Georgia Ruth, Week of Pines, Gwymon Records
This album is a spectacular first offering from Welsh singer songwriter Georgia Ruth, who is a well-known and respected musical presence in the Welsh music scene and, due to the success of Week of Pines, is now making a well-deserved name for herself in England and beyond. She’s crafted a magical anthology of authentic folk pieces that harnesses fragments of enchanted mystery whilst remaining highly intriguing from the first track to the last.
Week of Pines has been on my iPod a lot over the past couple of weeks, with each listening unearthing more and more of the musical chemistry that’s woven deep in the fabric of Georgia Ruth’s fascinating collection.
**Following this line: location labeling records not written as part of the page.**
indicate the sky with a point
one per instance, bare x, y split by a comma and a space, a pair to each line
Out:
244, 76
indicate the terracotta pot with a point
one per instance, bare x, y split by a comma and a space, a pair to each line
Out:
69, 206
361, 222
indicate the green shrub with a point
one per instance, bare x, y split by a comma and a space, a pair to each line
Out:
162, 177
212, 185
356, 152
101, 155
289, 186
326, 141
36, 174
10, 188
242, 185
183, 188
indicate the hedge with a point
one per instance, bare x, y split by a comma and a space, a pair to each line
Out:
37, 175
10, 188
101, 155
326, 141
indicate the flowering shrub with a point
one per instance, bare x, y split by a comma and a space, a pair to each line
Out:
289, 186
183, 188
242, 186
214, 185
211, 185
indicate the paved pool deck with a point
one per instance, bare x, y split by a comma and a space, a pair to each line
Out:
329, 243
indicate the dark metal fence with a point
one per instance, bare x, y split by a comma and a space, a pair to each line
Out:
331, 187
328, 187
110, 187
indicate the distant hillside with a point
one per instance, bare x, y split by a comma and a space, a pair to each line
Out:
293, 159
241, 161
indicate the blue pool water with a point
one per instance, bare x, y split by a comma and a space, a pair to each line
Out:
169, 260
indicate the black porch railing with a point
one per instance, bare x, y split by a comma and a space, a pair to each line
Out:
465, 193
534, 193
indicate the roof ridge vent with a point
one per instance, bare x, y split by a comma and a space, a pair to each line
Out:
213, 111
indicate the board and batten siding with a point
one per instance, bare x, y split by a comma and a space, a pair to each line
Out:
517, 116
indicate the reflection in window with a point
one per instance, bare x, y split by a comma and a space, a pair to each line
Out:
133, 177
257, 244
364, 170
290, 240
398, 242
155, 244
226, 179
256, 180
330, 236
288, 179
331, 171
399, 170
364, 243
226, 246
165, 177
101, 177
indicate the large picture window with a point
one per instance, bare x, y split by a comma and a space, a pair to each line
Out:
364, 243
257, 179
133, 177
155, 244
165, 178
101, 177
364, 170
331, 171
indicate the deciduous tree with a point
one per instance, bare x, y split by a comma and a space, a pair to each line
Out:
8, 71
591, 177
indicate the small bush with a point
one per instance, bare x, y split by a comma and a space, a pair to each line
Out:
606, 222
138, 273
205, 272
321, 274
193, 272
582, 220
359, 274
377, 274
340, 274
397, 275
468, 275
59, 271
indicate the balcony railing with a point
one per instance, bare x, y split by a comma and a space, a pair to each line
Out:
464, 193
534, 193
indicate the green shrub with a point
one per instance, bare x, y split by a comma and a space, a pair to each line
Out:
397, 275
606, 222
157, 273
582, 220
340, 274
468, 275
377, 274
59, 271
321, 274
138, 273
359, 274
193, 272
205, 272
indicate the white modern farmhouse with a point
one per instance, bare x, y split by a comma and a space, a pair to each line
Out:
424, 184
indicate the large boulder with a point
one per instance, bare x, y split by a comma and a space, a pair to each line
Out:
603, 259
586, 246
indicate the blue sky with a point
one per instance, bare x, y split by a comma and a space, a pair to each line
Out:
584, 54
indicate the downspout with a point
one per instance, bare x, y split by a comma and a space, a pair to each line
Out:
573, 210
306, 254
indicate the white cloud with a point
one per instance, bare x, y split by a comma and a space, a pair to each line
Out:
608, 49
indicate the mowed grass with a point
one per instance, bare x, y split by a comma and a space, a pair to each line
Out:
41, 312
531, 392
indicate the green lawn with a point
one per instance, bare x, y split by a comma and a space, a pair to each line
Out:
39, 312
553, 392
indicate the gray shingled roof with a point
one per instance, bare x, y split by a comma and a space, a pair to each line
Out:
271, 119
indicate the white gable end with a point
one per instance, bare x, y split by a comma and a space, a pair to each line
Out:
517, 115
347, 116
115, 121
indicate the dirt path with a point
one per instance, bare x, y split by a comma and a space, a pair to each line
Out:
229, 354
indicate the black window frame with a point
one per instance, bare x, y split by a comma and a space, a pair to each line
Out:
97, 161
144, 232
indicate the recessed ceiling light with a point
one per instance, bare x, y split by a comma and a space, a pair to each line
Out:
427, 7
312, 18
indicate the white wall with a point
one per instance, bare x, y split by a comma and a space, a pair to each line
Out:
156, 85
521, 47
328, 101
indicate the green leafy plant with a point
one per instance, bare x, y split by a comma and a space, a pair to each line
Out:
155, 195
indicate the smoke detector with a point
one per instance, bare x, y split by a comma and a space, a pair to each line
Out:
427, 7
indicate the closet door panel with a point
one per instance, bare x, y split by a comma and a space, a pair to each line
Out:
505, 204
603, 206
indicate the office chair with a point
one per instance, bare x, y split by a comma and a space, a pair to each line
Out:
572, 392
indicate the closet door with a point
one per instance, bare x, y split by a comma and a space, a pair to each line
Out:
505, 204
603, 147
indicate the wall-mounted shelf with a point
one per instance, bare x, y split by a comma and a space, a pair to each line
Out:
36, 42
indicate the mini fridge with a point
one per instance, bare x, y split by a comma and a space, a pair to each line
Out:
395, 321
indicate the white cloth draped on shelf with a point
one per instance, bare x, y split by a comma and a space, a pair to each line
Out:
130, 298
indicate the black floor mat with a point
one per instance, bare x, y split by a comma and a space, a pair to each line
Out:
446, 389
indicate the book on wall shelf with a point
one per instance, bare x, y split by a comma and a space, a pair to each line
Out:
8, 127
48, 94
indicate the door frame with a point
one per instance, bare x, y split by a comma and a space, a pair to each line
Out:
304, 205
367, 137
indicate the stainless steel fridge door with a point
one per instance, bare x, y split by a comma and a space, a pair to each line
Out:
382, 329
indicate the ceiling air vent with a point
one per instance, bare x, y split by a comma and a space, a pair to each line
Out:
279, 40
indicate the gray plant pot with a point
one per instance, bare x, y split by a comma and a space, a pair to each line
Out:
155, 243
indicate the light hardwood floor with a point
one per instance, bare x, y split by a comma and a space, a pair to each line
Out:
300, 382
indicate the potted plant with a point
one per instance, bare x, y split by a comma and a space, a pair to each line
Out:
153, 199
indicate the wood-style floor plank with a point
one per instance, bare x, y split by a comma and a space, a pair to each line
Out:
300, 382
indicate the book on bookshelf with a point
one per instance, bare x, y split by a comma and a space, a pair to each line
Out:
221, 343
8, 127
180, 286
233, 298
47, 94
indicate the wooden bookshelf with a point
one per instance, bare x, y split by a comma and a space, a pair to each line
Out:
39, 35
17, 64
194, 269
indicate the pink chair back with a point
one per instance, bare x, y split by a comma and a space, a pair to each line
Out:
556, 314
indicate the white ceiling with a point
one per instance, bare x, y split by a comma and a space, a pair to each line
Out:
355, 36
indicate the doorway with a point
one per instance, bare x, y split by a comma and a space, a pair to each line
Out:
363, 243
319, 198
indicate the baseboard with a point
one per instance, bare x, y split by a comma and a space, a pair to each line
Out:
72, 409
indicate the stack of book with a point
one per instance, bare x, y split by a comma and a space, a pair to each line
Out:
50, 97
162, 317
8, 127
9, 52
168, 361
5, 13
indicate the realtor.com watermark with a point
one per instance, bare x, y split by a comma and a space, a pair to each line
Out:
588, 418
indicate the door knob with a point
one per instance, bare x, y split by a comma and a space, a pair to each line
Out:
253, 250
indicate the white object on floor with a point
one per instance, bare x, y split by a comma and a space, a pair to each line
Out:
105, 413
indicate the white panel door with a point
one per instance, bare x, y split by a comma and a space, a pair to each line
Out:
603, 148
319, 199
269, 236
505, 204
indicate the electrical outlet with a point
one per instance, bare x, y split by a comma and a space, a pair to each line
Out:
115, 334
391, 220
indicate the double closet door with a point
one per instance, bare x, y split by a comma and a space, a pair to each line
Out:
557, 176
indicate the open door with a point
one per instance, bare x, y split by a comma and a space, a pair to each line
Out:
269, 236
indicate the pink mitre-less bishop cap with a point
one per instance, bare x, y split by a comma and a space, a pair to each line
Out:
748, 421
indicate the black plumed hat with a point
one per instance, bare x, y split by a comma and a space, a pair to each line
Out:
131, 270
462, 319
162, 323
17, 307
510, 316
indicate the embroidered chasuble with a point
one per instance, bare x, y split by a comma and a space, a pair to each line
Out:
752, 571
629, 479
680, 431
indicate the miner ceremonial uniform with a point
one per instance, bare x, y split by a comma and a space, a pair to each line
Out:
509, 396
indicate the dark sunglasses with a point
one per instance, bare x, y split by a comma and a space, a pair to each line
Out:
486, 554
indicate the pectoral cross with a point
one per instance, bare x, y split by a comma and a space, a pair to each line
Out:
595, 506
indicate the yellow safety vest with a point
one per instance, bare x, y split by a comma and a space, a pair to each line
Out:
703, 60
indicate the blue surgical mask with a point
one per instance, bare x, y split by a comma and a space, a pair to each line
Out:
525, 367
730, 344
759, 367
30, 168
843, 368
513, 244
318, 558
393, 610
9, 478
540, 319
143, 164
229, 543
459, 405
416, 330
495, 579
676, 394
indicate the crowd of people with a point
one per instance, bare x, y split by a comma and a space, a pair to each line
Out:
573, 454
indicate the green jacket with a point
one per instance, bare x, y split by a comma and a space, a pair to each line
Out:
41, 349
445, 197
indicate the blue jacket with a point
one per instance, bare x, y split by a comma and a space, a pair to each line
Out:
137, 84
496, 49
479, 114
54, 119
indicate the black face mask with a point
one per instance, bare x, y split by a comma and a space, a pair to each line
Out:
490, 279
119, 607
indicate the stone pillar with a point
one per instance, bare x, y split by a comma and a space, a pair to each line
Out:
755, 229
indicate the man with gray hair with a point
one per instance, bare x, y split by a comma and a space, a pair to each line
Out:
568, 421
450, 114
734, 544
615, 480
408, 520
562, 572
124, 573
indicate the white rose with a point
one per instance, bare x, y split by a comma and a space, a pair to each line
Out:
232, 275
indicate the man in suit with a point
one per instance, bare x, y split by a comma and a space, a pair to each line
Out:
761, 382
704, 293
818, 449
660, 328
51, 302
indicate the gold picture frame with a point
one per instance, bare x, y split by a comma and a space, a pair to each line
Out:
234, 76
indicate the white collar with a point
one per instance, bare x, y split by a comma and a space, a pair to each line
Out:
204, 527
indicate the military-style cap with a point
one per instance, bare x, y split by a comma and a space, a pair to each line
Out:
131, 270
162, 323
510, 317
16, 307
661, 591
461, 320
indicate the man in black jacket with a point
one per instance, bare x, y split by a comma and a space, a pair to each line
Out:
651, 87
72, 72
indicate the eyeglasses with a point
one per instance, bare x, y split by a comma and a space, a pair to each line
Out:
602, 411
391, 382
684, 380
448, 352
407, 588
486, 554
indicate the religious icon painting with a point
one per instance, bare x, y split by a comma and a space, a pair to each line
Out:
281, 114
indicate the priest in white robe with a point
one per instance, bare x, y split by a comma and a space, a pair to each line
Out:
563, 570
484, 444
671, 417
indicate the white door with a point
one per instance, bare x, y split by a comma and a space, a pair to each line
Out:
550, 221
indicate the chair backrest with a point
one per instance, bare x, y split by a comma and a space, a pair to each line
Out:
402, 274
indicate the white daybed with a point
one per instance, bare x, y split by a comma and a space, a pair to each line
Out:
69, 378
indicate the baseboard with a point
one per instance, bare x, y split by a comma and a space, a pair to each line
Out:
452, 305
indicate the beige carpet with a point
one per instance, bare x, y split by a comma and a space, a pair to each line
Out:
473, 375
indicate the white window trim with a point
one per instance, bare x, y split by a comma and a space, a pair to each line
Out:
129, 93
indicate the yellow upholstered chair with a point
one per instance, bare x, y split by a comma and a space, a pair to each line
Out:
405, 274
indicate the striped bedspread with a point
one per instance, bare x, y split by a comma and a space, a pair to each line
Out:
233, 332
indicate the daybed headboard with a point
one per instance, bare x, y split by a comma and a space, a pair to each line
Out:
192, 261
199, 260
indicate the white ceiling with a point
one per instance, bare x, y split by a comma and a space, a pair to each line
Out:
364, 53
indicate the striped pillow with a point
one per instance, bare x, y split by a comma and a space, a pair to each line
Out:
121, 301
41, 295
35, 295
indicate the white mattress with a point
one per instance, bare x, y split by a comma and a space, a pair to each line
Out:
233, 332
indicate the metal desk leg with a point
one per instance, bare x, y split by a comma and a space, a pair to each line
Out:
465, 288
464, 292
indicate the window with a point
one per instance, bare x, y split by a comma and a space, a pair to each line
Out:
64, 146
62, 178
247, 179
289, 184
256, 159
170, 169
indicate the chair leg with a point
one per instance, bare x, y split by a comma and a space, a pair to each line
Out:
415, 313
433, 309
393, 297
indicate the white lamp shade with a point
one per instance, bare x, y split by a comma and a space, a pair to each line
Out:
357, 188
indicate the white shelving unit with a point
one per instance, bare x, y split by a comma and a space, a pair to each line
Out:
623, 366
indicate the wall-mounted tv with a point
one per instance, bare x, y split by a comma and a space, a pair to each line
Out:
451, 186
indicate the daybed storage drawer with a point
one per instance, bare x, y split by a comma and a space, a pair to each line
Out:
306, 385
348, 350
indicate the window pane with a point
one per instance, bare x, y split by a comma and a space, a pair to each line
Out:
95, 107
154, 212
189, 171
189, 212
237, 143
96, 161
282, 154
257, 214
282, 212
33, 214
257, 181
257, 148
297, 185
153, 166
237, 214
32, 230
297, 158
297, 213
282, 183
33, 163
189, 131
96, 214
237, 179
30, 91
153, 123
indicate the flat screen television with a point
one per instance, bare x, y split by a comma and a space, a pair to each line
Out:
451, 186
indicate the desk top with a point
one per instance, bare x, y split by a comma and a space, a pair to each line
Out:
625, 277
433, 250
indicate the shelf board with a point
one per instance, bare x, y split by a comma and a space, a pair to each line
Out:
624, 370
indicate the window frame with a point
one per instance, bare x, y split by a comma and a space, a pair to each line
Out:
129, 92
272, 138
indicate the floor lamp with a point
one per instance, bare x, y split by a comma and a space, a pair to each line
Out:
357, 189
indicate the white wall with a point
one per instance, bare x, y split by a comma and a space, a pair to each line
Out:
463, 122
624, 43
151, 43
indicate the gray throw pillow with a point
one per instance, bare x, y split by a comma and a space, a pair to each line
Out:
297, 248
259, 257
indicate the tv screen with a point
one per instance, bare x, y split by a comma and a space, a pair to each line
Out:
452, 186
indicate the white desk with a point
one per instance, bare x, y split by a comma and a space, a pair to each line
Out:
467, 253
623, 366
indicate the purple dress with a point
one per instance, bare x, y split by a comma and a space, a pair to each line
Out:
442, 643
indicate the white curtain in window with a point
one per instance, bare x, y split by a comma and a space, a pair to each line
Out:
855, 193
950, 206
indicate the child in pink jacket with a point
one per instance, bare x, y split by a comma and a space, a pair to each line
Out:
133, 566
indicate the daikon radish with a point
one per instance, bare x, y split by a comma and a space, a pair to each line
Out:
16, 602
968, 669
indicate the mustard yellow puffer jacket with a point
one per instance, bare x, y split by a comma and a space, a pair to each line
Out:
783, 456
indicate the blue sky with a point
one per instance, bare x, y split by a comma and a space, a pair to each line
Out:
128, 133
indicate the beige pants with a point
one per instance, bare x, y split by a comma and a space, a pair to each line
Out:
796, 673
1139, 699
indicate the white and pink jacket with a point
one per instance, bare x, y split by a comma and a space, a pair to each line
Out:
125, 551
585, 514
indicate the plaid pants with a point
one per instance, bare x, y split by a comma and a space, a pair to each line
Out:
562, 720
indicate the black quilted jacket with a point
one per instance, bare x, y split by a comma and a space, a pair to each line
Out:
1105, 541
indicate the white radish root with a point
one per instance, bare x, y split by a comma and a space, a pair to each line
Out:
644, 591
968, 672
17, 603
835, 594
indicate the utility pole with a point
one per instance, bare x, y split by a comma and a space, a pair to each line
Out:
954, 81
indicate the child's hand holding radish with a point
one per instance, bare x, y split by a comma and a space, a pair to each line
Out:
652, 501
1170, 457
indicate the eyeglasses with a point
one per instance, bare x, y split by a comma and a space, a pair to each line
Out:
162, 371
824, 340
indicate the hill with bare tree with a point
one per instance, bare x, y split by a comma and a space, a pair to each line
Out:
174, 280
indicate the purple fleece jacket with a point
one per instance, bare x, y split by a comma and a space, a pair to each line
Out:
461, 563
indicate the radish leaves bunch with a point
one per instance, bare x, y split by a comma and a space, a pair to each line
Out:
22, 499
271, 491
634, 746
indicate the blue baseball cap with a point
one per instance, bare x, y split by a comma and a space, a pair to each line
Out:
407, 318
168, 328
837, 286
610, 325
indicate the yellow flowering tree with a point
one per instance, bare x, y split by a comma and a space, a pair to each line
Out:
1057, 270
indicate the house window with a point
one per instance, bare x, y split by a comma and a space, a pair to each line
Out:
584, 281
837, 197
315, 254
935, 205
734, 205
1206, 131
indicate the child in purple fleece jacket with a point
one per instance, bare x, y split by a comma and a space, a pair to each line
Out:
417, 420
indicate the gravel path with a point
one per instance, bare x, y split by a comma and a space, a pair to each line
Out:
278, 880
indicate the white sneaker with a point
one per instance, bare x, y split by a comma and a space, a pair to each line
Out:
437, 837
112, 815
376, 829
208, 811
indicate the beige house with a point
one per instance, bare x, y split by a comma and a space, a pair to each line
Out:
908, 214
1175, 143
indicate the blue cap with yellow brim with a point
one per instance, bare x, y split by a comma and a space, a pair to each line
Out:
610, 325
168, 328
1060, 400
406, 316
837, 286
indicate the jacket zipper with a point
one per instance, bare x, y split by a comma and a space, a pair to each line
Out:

Even though she sings in English, the truth of her Welsh roots rings true, even though the language is that of its neighbour, with delicate harp notes dancing above scrupulous folk melodies and Georgia’s fragile voice entraps haunting echoes of Welsh history beautifully.
The inclusion of Welsh songs on the album just makes it for me. Songs such as ‘Codi Angor’ (meaning lifting anchor) has a melancholic aura washed over a soothing organ whilst a harmonious duet flows effervescently from within the depths of a simple yet traditional tune. ‘Hallt’ (salty) is one of my favourite tracks from the album, Georgia’s voice holding everything that is stunning about the Welsh language with every syllable that escapes from between her lips. The essence of traditional Welsh music is the soul of the song, which sparkles with the pluck of each harp string.
Antique Welsh folk pours through the whole album, where images of the wild Welsh sea is depicted in songs such as ‘Codi Angor’ and ‘Dovecote’, showcasing that Georgia’s homeland speaks so earnestly to her and has proven to be a mystical muse. Although much of the album is awash with a gentle vibe that offers nostalgia and glistening folk, Georgia demonstrates her playful side in songs such as ‘Old Blue’; a song that’s dotted with an Americana tinge and narrates a story of an old, loyal called Blue, with a weeping harmonica plaiting through a tinkling harp and pattering percussion.
If you’ve not had the pleasure of listening to Week of Pines by Georgia Ruth yet, you’re definitely late to the party but you’ve not missed the bus. Make sure you grab this little piece of Welsh wonderment and bask in its meticulous magic.